Mid-Market has become synonymous with blight, but the city has turned to artists in hopes of turning things around on this major commercial thoroughfare. The San Francisco Arts Commission selected 20 artists to come up with art installations in vacant storefronts.
"What we want to do is really make sure people passing through feel that there's a reason to come by here," says Luis Cancel from the art commission.
A few of the art pieces can be found at the vacant storefronts of the Warfield building. The building's owner David Addington says he went along with the idea right away.
"Artists are always the first people to view an area, see it is beauty and are willing to take the risk to come down and be part of it," says Addington.
Vacant storefronts are popping up all over the country as a result of the recession, but this is the city's way of dealing with it at least in the short term. In the long run, city leaders acknowledge art alone isn't the answer.

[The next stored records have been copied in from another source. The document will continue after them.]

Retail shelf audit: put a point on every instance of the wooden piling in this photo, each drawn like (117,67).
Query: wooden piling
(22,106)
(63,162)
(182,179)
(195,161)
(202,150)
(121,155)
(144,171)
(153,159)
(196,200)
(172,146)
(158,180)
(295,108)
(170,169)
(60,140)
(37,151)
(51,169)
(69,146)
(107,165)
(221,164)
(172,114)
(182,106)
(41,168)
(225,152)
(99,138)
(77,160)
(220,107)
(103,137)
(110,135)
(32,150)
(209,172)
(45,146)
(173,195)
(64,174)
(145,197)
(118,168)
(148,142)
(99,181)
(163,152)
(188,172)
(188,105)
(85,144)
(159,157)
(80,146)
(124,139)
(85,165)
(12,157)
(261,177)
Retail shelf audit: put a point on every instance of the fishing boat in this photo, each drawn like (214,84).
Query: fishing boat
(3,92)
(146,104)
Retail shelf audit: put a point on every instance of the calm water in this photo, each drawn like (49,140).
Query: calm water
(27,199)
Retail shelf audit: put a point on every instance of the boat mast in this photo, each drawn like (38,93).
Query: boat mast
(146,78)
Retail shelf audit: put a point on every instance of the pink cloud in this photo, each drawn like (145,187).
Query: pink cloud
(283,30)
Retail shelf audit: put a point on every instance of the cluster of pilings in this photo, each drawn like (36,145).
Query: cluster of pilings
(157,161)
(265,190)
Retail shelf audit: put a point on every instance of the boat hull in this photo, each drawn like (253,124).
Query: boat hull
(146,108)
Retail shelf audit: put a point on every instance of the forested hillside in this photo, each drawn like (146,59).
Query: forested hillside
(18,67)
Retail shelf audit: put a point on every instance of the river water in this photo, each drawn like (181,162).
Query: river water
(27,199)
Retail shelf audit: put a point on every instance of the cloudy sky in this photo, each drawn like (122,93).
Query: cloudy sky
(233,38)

"Don't expect everything to turn around overnight. It's going to take some time," says San Francisco Mayor Gavin Newsom.
Other plans for Mid-Market include better lighting and greenery. A measure on the November ballot also calls for digital billboards to be placed along a two-block stretch. For now, though, passersby are certainly noticing the art that's suddenly appeared on Market Street.
This pilot program is being rolled out in phases. This week, it's Central Market and the Tenderloin. The Bayview and the Mission are next, scheduled to be unveiled in the coming weeks.